Zu anfangs bestand das Häs aus einer ganz in grau in grau gehaltenen, zweiteiligen Kutte aus Teddystoff, wobei das Oberteil bis weit unterhalb des Gesäßes reichte.

 Die schwere, aus Holz geschnitzte Maske zierte eine mit ca. 80 Glöckchen umrandete graue Kupuze, die beide Schultern überdeckte und bis in Brusthöhe reichte.

 Im Jahr 1987 schlüpften wir dann in ein neues Häs, welches besser zu uns passte. Die farbliche Gestaltung des Häs kommt gleichfalls nicht von ungefähr. Verschiedene grüner Blätter bedecken die Jacke, dazwischen rote Blätter als Symbol für den Rotwein, der am Hörnli angebaut wird. Die Farbgestaltung der Hose beinhaltet braun für Zweige, Wurzeln und Erde sowie grau für das Felsgestein. Seit 2006 haben wir unser Häs mit grauen Holzschuhen komplettiert.

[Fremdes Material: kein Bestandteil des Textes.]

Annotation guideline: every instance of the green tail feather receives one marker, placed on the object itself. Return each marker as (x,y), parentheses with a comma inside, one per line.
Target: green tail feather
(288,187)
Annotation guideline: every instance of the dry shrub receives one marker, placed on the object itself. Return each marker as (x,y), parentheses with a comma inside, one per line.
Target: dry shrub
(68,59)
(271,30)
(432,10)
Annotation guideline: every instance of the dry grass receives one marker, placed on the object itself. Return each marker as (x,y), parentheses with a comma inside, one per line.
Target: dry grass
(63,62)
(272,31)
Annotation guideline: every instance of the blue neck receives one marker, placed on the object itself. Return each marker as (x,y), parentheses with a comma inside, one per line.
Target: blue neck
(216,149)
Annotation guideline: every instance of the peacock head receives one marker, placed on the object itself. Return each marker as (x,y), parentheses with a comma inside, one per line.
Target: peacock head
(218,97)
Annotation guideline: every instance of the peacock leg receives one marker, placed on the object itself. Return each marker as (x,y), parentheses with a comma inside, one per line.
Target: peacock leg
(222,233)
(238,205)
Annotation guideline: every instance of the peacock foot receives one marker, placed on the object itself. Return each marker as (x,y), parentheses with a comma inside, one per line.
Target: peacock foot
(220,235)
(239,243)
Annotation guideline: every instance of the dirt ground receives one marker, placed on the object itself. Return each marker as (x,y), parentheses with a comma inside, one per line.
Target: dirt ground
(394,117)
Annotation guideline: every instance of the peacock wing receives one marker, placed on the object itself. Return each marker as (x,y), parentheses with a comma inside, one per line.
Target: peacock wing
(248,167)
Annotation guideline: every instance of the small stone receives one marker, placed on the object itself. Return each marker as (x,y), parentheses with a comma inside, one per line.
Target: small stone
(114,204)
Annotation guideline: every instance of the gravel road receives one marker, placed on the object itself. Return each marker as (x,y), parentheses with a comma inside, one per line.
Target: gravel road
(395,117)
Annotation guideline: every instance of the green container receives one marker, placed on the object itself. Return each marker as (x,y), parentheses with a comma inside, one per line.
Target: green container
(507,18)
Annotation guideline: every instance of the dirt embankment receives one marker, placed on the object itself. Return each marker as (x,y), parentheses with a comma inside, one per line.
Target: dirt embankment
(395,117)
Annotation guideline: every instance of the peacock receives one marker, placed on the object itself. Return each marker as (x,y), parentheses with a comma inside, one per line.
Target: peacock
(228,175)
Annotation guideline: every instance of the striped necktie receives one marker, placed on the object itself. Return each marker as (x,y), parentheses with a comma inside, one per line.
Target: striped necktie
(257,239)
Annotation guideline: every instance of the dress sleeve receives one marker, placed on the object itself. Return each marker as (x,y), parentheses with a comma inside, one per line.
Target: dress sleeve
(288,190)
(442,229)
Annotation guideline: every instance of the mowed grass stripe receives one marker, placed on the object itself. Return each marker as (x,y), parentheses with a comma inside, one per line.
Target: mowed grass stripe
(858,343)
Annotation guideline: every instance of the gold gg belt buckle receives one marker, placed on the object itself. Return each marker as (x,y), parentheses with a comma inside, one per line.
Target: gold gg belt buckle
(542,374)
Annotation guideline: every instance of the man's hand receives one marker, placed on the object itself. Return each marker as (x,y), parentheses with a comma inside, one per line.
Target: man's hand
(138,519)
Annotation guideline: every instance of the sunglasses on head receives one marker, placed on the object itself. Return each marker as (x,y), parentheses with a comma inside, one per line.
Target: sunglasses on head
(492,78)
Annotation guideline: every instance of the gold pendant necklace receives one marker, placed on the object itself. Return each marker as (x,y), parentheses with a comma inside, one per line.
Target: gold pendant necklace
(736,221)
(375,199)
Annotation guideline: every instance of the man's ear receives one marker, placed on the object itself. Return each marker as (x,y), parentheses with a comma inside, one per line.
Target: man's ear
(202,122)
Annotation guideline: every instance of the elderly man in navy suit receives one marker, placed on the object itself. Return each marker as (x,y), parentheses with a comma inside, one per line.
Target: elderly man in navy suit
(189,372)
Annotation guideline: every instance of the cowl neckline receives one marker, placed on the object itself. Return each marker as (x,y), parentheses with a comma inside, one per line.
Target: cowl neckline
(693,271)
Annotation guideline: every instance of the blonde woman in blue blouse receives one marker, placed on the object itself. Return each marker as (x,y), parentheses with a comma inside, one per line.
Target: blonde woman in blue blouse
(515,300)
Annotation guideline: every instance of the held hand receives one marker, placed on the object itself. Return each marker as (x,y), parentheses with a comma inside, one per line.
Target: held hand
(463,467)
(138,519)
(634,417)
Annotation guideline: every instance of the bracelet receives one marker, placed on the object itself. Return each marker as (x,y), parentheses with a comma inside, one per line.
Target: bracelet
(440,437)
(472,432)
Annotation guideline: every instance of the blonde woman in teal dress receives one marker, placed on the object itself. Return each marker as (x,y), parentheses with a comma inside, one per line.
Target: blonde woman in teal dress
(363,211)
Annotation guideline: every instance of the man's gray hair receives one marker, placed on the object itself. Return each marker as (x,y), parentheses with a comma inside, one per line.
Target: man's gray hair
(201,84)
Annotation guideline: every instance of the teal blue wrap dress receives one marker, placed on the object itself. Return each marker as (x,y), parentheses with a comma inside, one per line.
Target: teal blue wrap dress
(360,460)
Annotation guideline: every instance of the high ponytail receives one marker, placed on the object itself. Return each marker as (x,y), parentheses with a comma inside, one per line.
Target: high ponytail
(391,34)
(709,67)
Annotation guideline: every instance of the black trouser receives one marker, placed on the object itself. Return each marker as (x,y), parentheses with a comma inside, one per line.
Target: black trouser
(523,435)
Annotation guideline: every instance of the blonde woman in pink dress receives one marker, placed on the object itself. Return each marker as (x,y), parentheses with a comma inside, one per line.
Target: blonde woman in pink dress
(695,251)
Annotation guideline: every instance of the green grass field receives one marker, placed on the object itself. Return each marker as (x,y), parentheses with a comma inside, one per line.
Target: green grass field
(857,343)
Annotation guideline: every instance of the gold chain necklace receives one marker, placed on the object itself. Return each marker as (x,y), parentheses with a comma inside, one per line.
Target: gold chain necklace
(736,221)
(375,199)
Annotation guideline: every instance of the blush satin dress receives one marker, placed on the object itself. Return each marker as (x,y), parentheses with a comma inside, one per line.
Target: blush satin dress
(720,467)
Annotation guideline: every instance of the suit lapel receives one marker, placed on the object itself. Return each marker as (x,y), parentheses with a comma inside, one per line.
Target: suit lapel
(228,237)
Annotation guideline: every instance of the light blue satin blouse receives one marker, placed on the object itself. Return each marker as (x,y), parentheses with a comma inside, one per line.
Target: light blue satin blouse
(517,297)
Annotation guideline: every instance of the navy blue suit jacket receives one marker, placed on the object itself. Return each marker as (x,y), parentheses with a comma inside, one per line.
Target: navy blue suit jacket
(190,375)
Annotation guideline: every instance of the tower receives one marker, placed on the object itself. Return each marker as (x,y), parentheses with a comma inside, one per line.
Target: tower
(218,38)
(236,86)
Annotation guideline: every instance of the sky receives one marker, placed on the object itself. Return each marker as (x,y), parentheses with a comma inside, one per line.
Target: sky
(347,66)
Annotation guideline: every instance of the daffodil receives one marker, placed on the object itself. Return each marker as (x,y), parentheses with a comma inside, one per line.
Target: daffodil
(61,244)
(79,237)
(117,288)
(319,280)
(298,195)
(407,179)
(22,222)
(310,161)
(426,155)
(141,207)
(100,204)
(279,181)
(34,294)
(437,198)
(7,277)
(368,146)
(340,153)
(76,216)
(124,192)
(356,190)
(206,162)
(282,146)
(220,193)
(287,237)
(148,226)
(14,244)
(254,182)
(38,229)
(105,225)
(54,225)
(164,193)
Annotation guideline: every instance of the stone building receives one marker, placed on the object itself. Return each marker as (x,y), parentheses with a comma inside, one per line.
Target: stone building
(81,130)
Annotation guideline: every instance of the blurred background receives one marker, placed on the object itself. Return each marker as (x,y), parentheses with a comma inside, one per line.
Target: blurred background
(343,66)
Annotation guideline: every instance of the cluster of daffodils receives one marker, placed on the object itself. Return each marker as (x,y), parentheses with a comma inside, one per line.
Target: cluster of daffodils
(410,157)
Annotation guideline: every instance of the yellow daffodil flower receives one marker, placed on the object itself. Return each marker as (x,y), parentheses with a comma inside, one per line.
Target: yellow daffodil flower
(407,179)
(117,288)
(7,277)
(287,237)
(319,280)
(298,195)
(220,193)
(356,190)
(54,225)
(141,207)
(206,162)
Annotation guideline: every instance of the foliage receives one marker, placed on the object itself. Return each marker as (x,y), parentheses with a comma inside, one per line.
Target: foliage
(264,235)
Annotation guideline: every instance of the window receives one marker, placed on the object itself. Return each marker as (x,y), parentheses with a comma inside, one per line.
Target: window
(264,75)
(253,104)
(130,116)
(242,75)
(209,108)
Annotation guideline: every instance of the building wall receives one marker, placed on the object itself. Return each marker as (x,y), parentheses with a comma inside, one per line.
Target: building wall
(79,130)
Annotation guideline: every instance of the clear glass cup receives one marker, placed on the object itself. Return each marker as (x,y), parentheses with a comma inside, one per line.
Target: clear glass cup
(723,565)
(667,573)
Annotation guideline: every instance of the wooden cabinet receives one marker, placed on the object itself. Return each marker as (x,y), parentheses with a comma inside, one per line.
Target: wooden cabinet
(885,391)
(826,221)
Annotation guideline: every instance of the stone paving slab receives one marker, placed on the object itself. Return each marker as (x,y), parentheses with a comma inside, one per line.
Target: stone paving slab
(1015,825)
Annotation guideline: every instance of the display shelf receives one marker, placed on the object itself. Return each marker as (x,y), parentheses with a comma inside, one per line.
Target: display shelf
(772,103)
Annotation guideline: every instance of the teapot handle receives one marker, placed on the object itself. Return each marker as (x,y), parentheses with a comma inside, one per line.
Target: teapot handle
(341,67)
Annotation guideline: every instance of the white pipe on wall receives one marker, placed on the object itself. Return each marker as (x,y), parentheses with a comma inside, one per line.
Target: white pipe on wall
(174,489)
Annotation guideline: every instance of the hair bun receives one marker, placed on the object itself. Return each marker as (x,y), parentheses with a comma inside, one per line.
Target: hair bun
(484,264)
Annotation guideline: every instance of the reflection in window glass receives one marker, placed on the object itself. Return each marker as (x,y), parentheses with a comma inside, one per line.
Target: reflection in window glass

Die 12 Gründungsmitglieder bekamen schon bald Verstärkung. Die höchste Mitgliederzahl lag bei annähernd 30 Personen. Unsere Mitgliederstand liegt so im Durchschnitt bei 15 erwachsenen Aktivmitglieder sowie zahlreiche Kinder.

 

Unsere Aktivitäten beschränken sich nicht auf Fasnachtsumzüge allein, darunter auch große Umzüge ( z.B. Karlsruhe,Freiburg), sondern setzen sich fort in Teilnahmen am Schlossgassfest mit einer gemütlichen Kesselifleisch-Suurkrut-Bude, Teilnahme an verschiedenen Turnieren (z.B. Bogenschiessen, Gaudi-Grümpeltuernier), sowie die Mitgestaltung der Dekoration im Haus der Begegnung. Auch unterm Jahr hindurch treffen wir uns des öfteren zum Kegeln. Wandern, und Wochenendausflüge an den Tunisee. Auch das gelegentliche gemütliche Beisammensein hat schon einen festen Bestandteil eingenommen.